I can attest to this, as I fall near the young end of the baby-boomer generation--children of lusty soldiers and home-front heroines who came together with such passion following WWII, they made so many babies they didn't know what to do.
So they changed the shape of the country, creating a bulge or boom of humanity that rolls through modern times altering America and the world. More schools, bigger auditoriums, new sights and sounds and foods and drugs to feed our affluent tastes.
Those at the front of that bulge are eyeing 60.
Those toward the back, like me, are staring 50 in the face.
Fifty.
I've managed to mess around and get myself a half-century old. And I'm going to celebrate it, like it or not, my family tells me.
Fifty's nothing, my older friends say, look at me. But that's not the tune they were singing when it happened to them I'll bet.
No doubt, they were taking the measure of this strange new milestone every which way, just as I am.

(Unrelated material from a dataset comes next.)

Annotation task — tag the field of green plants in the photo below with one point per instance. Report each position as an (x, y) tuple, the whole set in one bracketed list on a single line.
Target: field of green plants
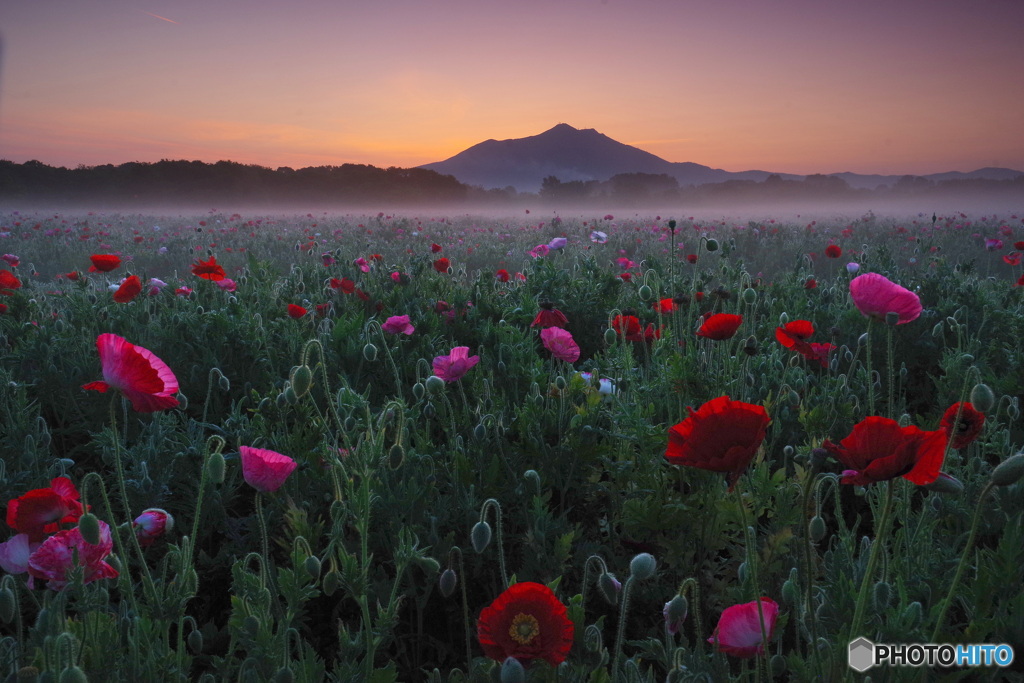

Let's see, I'm more than one-fifth the age of America.
I'm so ancient I was grown the year Elvis left the building for good.
I'm twice as old as my mother when she birthed me.

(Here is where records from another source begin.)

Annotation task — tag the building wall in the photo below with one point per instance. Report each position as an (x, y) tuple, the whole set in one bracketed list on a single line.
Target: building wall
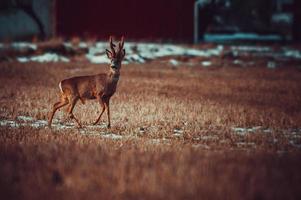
[(16, 23), (136, 19)]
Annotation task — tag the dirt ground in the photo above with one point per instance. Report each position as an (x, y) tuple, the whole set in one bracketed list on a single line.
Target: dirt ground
[(185, 132)]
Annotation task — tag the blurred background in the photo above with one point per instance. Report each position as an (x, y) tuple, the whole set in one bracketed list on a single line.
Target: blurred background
[(169, 20)]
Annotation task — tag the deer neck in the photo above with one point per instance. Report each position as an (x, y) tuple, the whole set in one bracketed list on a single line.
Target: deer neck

I'm older than several presidents when they took office.
I'm old enough to remember when "Talkin' Bout My Generation," by The Who, was a brand new song, and it's famous line, "Hope I d-d-die before I get old" didn't seem appalling.
Man, we're singing a different song now.
I betcha this very minute old Pete Townsend's working on his abs, doing some sort of cutting edge aerobic stomach-crunch workout. And I bet he's singing the, "T-t-take those vitamins before ya get old," song.
Bet he's singing the pump-iron, song.
The, walk, run and bike a long ways down the road, song.
The, lay off the carbs and hydrogenated oils, song.
The, get that blood-work done, song.
The, grin and bare it when the doctor says, "Bend over," song.
Oh the indignity of age.
Still, I've known for some time something that never occurred to me as a youngster--that getting old is not the worst thing that can happen to you. In fact, it's about the best thing that can possibly happen to anyone, if you consider the alternative. There's only one.
Maybe that's why, of all the many ways we mark the passage of time in this country, we celebrate two more than most.
One is New Year's, which I find to be a joyous time. The novelty of millions of people moving en masse into a new year is a birthday party for us all. Nothing grim about it for most of us.
The individual birthday is more complicated, at least for me. It brings me down man. I seldom feel like celebrating. To celebrate a birthday is akin to being pushed through a chute that leads to, well, I'd rather not talk about it.
I don't know whether that's a rational response or not. I tell myself that bit about how getting older is the best possible thing, and make it a point to give thanks because giving thanks is the best way I've found to be happy, and I've much to be thankful for. I've never felt younger, what with the running, biking, swimming and climbing mountains--even if they're relatively little ones. Why, I can do things I could never do at 20, and I do them surrounded by wonderful human beings. I should celebrate every day.
Just not on my b-b-birthday.
But that's antisocial, and my family is having none of it. You WILL celebrate your birthday, they tell, and you'll like it.